東京都新宿区高田馬場で11日、ライブ配信を行っていた20代の女性が男に刺され死亡した事件について、新たな情報が明らかになった。捜査関係者によると、事件は単なる投げ銭トラブルではなく、被害者と加害者の間で長期間にわたる金銭の貸し借りが背景にあった可能性が浮上している。
事件の概要
事件は、動画配信アプリ「ふわっち」で活動する配信者・最上あい(22)が配信中に男に襲われたものだった。当初、犯行動機として「投げ銭をしたのにブロックされたことへの逆恨み」とする説が拡散していたが、加害者の知人と名乗る人物やインフルエンサーなどによって、実際には被害者が長期間にわたって加害者から借金をしていたらしいことが広まりつつある。貸付金額は総額251万円に及び、貸金等返還請求事件にまで発展していたとされる。
加害者の状況
加害者の知人と自称する人物はSNS上で、「投げ銭の問題ではないことを知ってほしい」とした上で、「加害者はもともと経済的に厳しい状況だったが、被害者に金を貸し続け、最終的に返済が行われなかった」と述べている。また、加害者は統合失調症を患い、ヘルプマークを所持していたとの情報もある。
被害者の婚約者名乗る油井さんが声明を発表
事件発生後、最上あいさんの婚約者を名乗る油井(ゆい)さんがXで11日夜に声明を発表した。油井氏は自身のアカウント(@mogami1024yui)で、「最上あいは私と一緒に住んでおり、婚約者でした」と述べた上で、「捜査に関するご連絡は何でもいいのでご連絡下さい」「現在、警察の捜査が進んでおりますので、憶測などの誤った情報の拡散はお控え頂けますと幸いです」と呼びかけている。

さらに、最上あいさんとの写真を公開し、情報提供を求める姿勢を示した。これに対し、SNS上では「婚約者がいたとは知らなかった」「事件の背景がさらに複雑になった」といった声が上がっている。
配信者と視聴者の関係――投げ銭文化の裏に潜む危険
配信者と視聴者の関係は単なる娯楽の提供と消費ではなく、金銭のやり取りを伴うことで特異な依存関係を生むことがある。視聴者は応援の意味を込めて投げ銭を行うが、その範囲がエスカレートし、配信者と個人的な関係を築こうとするケースも多い。中には、配信者が視聴者からの金銭支援を当然のように受け取る構図が生まれ、視聴者側が経済的に困窮する事例も後を絶たない。

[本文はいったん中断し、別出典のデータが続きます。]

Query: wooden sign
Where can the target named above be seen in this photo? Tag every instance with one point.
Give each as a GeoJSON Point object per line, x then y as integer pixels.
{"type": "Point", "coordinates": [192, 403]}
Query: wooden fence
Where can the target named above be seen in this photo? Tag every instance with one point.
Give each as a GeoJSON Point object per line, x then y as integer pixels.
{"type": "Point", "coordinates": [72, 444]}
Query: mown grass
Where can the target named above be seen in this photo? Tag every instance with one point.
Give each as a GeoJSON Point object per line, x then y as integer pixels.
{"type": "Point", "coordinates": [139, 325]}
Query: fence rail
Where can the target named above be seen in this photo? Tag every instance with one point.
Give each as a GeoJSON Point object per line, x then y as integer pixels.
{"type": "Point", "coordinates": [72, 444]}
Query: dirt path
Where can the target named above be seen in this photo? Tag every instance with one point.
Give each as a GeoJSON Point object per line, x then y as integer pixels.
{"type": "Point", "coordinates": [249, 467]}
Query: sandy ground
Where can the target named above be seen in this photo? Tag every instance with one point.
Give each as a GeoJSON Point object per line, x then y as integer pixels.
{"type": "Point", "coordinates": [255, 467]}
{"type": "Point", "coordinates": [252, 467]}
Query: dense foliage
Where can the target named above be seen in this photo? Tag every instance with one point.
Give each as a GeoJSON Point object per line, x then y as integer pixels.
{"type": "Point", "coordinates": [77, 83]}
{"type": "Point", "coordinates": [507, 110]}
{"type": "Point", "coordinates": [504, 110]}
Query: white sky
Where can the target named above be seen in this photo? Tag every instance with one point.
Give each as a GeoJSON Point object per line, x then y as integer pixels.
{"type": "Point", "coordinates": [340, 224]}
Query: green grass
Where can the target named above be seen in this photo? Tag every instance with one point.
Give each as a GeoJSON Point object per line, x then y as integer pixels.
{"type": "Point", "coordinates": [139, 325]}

今回の事件では、加害者が被害者に対し「投げ銭」ではなく「貸付」として金銭を渡していたことが明らかになっている。この背景には、配信者が視聴者に対して「特別な関係」を築くように見せかけ、支援を引き出す手法があった可能性も指摘されている。
過去の類似事件――金銭トラブルが生む惨劇
今回の事件に限らず、金銭トラブルが背景となった殺人事件は過去にも複数発生している。特に、配信者やキャバクラ嬢など、視聴者や顧客からの経済的支援を受ける立場の人物が関わる事件は後を絶たない。
過去には、高額なプレゼントを要求し続けた女性に対し、支払い能力を超えた男性が激昂し殺害に至ったケースがある。また、ホストクラブに多額の支払いをした女性が、破産した末にホストとトラブルになり、暴力事件に発展した例も報告されている。
SNSを中心とした情報社会では、配信者やインフルエンサーがファンを巻き込む形で金銭をやり取りする場面が増えている。今回の事件も、そうした構造がもたらした悲劇の一つといえる。
事件当日の男女トラブルの目撃情報
事件当日の現場では、被害者が配信中に男に襲われた後、黒いキャップとジャンパーを着た男が血まみれの被害者のそばで無言で佇んでいたとの目撃証言がある。SNSでは犯人と噂される人物が最上さんの配信中のスマホをのぞき込む様子も拡散されている。
現場近くのコンビニ店員は、「警察が多数駆けつけ、一帯が騒然となっていた」と驚きを隠せない様子だった。
SNS上の反応
SNS上では事件に関する議論が活発に交わされ、「金銭トラブルがあったとしても殺人は許されない」「お金の貸し借りは慎重にすべき」などの意見が見られる一方、「被害者に落ち度があったのではないか」とする投稿も見られる。
しかし、事件の詳細については引き続き警察の捜査が進められており、今後の公式な発表が待たれる。